Studies of stress and its effects on health have typically focused on the worries of an individual: money, love, health, work. When we turn our attention on relationship stress, the focus is generally on your typical couple. However, new research studies how minority stress — which results from being stigmatized and disadvantaged in society — affects same-sex couples’ stress levels and overall health.

The researchers assert that the health effects of minority stress shared by a couple can be understood as distinct from individual stress, a relatively new framework in the field. The study, one of the first of it’s kind, has shown that minority couples suffer significantly different stressors than  there majority counterparts.

“Stress research has traditionally focused more on the individual experience of stress, which is very important, but social contexts get overlooked,” Allen LeBlanc, Health Equity Institute Professor of Sociology at San Francisco State University said.

“We are developing new ways of measuring stress at the couple level.”

A gay man, for example, might feel individual stress if he conceals his sexual orientation from others, fearing discrimination in his workplace or rejection by his family. This situation can lead to couple-level stress if he asks that his partner hide their relationship, leading to new challenges affecting both men — and the quality of their relationship.

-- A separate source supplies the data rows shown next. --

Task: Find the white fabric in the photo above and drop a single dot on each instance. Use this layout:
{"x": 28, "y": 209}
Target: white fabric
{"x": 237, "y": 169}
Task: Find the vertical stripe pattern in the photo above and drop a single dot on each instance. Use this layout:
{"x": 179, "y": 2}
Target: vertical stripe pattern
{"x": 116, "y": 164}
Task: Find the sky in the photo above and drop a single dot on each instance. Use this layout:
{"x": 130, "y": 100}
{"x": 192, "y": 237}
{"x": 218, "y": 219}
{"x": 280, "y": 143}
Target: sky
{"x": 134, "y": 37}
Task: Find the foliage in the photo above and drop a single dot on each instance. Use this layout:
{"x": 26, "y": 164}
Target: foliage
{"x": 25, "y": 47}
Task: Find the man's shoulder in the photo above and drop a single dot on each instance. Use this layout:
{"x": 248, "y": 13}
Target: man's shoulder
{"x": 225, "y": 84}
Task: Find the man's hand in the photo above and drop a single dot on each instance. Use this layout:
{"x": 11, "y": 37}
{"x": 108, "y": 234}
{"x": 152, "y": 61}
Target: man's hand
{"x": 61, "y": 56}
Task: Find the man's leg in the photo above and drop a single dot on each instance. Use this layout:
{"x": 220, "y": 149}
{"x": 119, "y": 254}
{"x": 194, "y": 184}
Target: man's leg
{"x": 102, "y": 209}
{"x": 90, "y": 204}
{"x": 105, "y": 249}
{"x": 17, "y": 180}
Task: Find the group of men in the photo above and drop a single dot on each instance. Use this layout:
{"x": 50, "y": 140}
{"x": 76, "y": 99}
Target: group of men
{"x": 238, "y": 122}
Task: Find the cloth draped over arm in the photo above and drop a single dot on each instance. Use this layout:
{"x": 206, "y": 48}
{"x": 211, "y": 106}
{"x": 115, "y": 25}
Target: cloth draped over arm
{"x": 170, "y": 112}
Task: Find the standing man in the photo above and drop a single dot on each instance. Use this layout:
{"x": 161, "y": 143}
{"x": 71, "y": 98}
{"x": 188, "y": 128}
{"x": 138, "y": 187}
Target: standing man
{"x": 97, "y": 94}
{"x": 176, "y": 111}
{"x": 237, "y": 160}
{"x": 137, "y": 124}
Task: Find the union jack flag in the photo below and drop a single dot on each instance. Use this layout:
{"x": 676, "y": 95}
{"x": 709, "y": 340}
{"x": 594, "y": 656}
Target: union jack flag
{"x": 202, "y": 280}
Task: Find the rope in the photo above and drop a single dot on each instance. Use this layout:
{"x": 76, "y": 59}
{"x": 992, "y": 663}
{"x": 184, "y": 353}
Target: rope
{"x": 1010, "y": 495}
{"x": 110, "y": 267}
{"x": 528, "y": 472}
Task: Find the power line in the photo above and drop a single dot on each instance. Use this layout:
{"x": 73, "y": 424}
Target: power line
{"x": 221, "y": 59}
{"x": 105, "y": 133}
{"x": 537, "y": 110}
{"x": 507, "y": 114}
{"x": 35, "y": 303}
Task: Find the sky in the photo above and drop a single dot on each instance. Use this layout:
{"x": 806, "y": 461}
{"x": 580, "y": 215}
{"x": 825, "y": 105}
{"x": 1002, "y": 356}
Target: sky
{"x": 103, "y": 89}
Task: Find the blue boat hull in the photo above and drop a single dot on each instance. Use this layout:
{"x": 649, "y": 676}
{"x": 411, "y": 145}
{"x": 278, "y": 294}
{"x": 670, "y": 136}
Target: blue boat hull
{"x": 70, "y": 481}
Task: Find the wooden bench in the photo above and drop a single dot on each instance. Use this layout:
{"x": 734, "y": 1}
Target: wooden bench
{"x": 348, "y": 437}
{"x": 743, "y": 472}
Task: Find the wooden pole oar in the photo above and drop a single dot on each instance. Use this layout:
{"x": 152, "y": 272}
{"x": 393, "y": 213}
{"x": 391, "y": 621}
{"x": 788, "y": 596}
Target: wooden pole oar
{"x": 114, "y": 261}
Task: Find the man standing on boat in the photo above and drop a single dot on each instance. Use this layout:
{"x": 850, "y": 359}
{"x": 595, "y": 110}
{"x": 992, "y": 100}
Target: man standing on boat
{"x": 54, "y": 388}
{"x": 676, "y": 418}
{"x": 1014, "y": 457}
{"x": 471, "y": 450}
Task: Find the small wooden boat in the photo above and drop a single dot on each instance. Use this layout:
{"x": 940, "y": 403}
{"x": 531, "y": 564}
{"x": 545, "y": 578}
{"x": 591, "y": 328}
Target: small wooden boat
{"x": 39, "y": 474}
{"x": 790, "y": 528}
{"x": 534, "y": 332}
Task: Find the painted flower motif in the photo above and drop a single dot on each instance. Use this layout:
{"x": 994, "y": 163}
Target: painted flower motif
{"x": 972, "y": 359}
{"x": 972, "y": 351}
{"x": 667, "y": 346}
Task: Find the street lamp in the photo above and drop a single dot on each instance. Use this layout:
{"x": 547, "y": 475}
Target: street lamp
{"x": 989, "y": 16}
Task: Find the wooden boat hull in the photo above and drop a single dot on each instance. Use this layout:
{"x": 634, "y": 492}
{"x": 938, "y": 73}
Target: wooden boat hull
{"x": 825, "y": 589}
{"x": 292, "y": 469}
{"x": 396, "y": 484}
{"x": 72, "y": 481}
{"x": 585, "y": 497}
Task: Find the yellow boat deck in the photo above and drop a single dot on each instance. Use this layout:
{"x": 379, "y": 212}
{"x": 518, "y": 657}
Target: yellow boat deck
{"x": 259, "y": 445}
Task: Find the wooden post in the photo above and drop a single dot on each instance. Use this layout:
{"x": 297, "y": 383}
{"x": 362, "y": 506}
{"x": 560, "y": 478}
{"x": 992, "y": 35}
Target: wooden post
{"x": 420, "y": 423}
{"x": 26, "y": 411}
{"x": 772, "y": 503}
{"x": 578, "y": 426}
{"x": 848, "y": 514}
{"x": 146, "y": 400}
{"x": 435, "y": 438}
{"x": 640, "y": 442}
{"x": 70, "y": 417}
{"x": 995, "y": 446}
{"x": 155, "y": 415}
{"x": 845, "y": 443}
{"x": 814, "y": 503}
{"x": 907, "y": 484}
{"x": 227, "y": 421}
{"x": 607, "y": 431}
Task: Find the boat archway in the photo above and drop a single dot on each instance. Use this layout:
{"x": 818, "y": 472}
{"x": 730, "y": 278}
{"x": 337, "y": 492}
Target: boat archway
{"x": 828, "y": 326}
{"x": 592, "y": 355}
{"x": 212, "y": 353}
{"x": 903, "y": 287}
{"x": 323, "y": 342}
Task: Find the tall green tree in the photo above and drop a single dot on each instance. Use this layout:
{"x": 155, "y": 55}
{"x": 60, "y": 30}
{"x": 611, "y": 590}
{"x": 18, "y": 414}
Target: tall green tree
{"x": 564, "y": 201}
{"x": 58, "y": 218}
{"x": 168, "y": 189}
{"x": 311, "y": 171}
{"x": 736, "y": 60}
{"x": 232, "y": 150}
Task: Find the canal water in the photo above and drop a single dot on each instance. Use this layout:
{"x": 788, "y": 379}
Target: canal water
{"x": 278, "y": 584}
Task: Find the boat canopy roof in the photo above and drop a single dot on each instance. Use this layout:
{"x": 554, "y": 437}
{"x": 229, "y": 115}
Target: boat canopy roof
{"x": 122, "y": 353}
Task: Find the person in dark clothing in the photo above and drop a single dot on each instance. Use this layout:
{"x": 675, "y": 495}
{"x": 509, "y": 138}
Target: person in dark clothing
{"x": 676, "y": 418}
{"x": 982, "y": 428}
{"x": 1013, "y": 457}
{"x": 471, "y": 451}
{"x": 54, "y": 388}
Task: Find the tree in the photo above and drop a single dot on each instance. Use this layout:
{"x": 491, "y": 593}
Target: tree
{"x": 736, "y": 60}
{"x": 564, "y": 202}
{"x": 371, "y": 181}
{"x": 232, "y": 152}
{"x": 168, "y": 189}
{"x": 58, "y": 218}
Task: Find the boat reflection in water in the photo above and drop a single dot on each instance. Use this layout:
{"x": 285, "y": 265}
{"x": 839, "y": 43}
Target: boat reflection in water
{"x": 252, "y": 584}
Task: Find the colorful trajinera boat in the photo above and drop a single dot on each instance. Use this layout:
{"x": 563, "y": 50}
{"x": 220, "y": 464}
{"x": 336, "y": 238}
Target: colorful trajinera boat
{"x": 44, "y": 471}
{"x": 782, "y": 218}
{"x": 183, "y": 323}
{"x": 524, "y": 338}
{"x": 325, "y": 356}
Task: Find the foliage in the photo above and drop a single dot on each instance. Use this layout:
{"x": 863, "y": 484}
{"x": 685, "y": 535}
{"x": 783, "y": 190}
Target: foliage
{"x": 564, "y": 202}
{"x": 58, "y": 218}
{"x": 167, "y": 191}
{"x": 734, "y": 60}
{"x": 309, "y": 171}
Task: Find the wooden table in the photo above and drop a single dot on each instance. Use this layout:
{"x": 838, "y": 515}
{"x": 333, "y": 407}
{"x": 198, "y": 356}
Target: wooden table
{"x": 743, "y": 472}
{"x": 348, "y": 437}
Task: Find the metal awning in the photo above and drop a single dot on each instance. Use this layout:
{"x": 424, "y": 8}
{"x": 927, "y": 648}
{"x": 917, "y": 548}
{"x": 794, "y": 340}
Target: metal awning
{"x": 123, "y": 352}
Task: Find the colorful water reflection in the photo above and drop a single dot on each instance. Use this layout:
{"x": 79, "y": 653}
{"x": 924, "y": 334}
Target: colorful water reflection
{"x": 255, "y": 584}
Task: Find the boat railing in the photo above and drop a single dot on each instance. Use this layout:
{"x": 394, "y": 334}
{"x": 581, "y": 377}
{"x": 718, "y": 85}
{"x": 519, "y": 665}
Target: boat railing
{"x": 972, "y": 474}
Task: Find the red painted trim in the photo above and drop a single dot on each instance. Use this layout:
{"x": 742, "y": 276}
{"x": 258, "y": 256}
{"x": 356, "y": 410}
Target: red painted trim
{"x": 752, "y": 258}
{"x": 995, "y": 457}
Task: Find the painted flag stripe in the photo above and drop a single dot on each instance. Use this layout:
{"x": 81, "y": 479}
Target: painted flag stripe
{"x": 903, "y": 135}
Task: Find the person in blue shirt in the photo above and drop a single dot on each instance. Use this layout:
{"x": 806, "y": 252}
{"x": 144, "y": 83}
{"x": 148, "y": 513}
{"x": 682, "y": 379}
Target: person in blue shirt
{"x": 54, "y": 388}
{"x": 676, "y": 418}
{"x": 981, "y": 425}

In an article — yet to be published — the team suggests that future research must strive to better understand stressors that originate within the context of intimate relationships, and that such studies will advance the entire field of stress research.

“Relationships aren’t inherently seen as problematic or challenging,” LeBlanc said.

“A lot of important work has been focused on what is helpful or positive about being in a relationship. There is longstanding literature, for example, demonstrating that people who are married tend to have better health than those who are not. But relationships are also a source of stress, and we can learn from that.”

Using their new framework of understanding shared stress, the team are currently undertaking the first study of couple-level minority stress. Hundreds of couples across the country will participate in a study designed to measure their individual and couple-level stress as distinct entities. A year later, the couples will complete a second survey, with the goal of learning how stress experiences and health change over time — and the effects they have on a relationship. The data from this survey will allow the researchers to test their new theory of stress and health and help identify the kinds of stress that are most challenging for same-sex couples.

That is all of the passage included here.